Monday, October 3, 2011

The Endless Stair: Dungeon Inspiration

I've been busy working on a 3-page dungeon design for The Endless Stair, an idea I had for a mega-dungeon, and have been searching for inspiration from the plethora of cave maps available on the internet.


My disenchantment with the traditional graph-paper-constrained dungeon maps continues to grow, as I pore over the myriad underground systems mapped by cavers.


The deeper I fall down this rabbit hole, the more tempted I am to dispense with graph-paper altogether, in favour of a scale legend and dimension map-notes.

7 comments:

Simon Forster said...

I say go for it. I'm all for innovative and different maps.

John Harper Brinegar said...

The main problem I see with this (frankly wonderful) idea is using your scale legend and notes to give the players a clear sense of the environment their characters are in. It will also be difficult for the players to keep a map, but you may find that advantageous (cue evil laughter).

Kevin Mac said...

As far as the endless stairs go, I think you need the Stair Stalker from White Dwarf Magazine (just lame enough to be left out of the Fiend Folio.

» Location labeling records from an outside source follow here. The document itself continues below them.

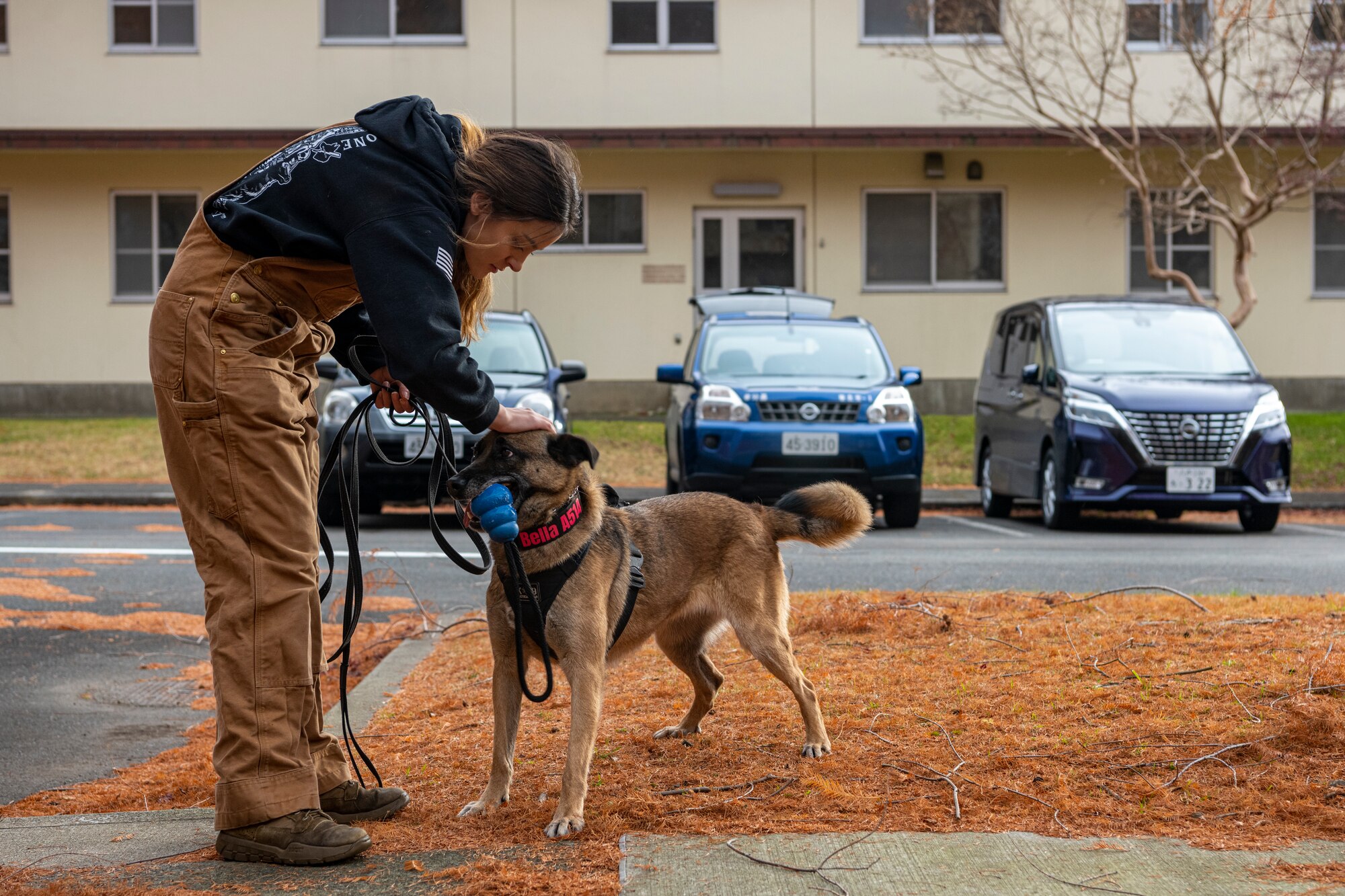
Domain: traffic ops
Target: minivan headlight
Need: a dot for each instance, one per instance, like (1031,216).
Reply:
(892,405)
(1269,411)
(539,401)
(338,407)
(1086,407)
(722,403)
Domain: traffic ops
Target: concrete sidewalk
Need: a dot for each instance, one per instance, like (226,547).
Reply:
(135,493)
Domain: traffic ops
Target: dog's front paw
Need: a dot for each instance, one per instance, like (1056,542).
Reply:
(564,826)
(676,731)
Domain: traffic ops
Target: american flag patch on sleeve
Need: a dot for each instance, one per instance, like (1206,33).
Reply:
(445,263)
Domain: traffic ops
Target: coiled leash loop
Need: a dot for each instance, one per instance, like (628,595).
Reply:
(443,459)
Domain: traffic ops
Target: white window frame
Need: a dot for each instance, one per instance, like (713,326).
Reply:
(1161,233)
(930,37)
(1319,292)
(1165,42)
(155,249)
(731,272)
(609,247)
(662,45)
(7,295)
(154,29)
(935,284)
(410,40)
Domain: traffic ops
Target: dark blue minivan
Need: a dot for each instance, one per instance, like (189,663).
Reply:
(1124,403)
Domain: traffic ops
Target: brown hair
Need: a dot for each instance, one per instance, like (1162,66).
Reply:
(527,178)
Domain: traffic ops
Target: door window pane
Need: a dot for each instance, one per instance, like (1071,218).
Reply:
(177,25)
(358,19)
(430,17)
(692,22)
(617,220)
(766,252)
(969,237)
(898,239)
(896,18)
(636,22)
(132,25)
(712,253)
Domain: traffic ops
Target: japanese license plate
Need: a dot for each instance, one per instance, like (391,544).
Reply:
(1191,481)
(414,442)
(810,443)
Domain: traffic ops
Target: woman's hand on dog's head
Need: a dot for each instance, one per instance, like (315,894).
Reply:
(520,420)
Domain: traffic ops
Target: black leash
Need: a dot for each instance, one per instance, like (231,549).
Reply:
(443,459)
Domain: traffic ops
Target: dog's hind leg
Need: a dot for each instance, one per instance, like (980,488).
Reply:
(684,641)
(506,697)
(766,635)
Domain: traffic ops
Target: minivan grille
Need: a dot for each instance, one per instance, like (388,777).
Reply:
(1210,442)
(828,411)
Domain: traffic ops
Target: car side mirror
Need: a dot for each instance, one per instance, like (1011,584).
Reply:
(572,372)
(328,368)
(672,373)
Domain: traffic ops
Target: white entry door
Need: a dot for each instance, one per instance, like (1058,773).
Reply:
(748,248)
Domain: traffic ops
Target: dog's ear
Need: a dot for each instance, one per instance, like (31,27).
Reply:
(572,451)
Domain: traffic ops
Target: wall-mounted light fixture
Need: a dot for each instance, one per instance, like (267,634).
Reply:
(759,189)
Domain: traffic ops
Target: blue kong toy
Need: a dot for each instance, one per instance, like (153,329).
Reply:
(494,507)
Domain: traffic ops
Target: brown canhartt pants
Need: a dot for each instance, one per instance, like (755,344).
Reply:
(233,343)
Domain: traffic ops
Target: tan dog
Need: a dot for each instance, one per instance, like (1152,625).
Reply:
(709,561)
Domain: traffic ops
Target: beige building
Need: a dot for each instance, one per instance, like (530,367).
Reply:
(724,143)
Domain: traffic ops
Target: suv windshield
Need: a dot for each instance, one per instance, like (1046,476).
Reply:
(794,352)
(510,346)
(1149,339)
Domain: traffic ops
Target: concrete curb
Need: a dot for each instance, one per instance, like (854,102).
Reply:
(120,838)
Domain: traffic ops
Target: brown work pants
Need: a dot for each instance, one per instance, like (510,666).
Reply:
(233,343)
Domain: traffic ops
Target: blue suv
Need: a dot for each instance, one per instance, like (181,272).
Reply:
(1128,403)
(775,395)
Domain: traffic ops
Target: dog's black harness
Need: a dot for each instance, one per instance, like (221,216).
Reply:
(532,606)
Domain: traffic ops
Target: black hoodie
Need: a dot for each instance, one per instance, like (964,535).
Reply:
(379,196)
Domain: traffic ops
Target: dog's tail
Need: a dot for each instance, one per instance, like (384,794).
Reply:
(828,514)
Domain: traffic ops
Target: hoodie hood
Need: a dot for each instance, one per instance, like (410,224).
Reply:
(415,128)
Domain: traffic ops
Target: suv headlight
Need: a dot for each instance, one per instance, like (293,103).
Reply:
(539,401)
(1086,407)
(1269,411)
(338,407)
(722,403)
(892,405)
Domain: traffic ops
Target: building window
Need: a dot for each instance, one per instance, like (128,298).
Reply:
(1165,25)
(154,26)
(614,221)
(5,249)
(147,228)
(1330,244)
(902,21)
(664,25)
(393,22)
(1184,248)
(934,240)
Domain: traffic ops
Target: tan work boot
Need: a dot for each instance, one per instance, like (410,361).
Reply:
(307,837)
(350,802)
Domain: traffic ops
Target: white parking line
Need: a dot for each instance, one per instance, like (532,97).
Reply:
(977,524)
(1316,530)
(186,552)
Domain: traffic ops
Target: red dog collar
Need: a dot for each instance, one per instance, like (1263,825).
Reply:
(560,524)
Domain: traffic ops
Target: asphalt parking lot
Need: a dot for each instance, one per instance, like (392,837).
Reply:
(72,719)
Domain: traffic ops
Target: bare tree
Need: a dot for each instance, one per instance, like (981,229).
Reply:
(1243,116)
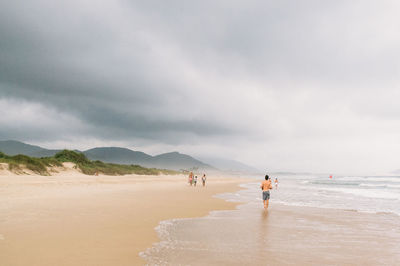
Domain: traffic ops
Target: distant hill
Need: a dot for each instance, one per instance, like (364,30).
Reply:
(172,160)
(176,160)
(118,155)
(230,165)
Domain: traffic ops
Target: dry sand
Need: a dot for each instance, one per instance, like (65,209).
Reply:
(74,219)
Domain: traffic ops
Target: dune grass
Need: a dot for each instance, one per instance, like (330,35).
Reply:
(40,165)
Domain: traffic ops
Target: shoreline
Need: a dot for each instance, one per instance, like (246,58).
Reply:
(73,219)
(283,235)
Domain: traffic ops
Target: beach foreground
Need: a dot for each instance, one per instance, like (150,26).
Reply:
(74,219)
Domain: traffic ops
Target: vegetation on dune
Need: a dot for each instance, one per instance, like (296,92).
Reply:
(37,165)
(40,165)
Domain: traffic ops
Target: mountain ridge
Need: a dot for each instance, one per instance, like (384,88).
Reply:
(171,160)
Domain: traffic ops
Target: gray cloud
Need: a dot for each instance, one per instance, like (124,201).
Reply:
(282,85)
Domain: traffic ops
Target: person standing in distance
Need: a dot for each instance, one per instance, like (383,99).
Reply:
(266,186)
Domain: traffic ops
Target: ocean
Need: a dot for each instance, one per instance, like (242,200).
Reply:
(312,220)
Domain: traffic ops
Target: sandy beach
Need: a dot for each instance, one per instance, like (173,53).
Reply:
(74,219)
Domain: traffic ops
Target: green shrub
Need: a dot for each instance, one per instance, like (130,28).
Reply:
(39,165)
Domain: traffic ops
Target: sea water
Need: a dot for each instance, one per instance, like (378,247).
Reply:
(251,236)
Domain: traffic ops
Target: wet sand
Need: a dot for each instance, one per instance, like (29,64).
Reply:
(74,219)
(283,235)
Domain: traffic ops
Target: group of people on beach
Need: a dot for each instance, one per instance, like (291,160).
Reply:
(193,179)
(266,186)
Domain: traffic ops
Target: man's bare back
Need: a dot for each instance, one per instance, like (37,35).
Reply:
(266,185)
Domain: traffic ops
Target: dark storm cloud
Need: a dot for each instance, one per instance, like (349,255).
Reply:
(268,81)
(81,65)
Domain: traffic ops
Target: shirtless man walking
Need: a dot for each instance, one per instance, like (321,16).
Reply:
(266,186)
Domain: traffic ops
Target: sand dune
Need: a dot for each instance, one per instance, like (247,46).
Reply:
(75,219)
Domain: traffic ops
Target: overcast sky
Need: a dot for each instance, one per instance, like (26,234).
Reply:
(280,85)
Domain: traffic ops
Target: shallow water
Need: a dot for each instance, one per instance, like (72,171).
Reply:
(285,235)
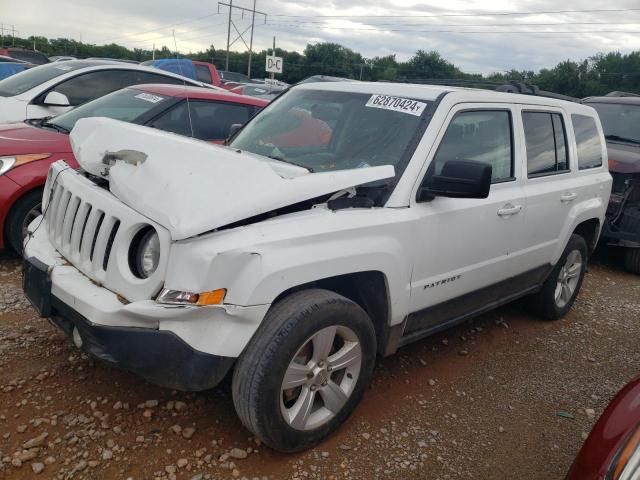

WV: "Brappers" - one of many nicknames I have for loud farts.

Anonymous said...

I wouldn't mind mapping like that, but I haven't quite wrapped my brain around how to do it quickly and easily in play. At least not for a classic dungeon with many rooms; a naturalistic cave dungeon would be somewhat easier. I guess just jump in and try it, and as the man said above, not even tell your players, let them figure it out.

The Happy Whisk said...

Just popped in to say that I hope you had a good Thanksgiving.

Niccodaemus said...

I found this great site for an actual tin mine in Cornwall. I'm incorporating it into the first adventure set in Shatterworld. Here's the mine link:

http://www.rosevalemine.co.uk/

mining in Cornwall is an ancient practice (started about 4000 years ago!)

It has some interesting features, photos, as well as side elevation. It is sloped towards the sea cliff wall for drainage. There are two "levels" (closest thing I've ever seen in real life to dungeon levels)

For natural caverns, my thought is to take a traditional cavern map, and turn it on its side and use it as an elevation. Give you all sorts of ideas for bridges, bottomless pits, etc...

the blog for my rpg world:
http://shatterworldrpg.blogspot.com/

redbeard said...

I've been experimenting with using Google Sketch as a mapping program. I skip nearly all the features and just use it to do my 'grid' but in 3 dimensions.

I've been meaning to do a blog post on that showing off some of the dungeon. But time - I've been in school, work, gaming and 'occupied'.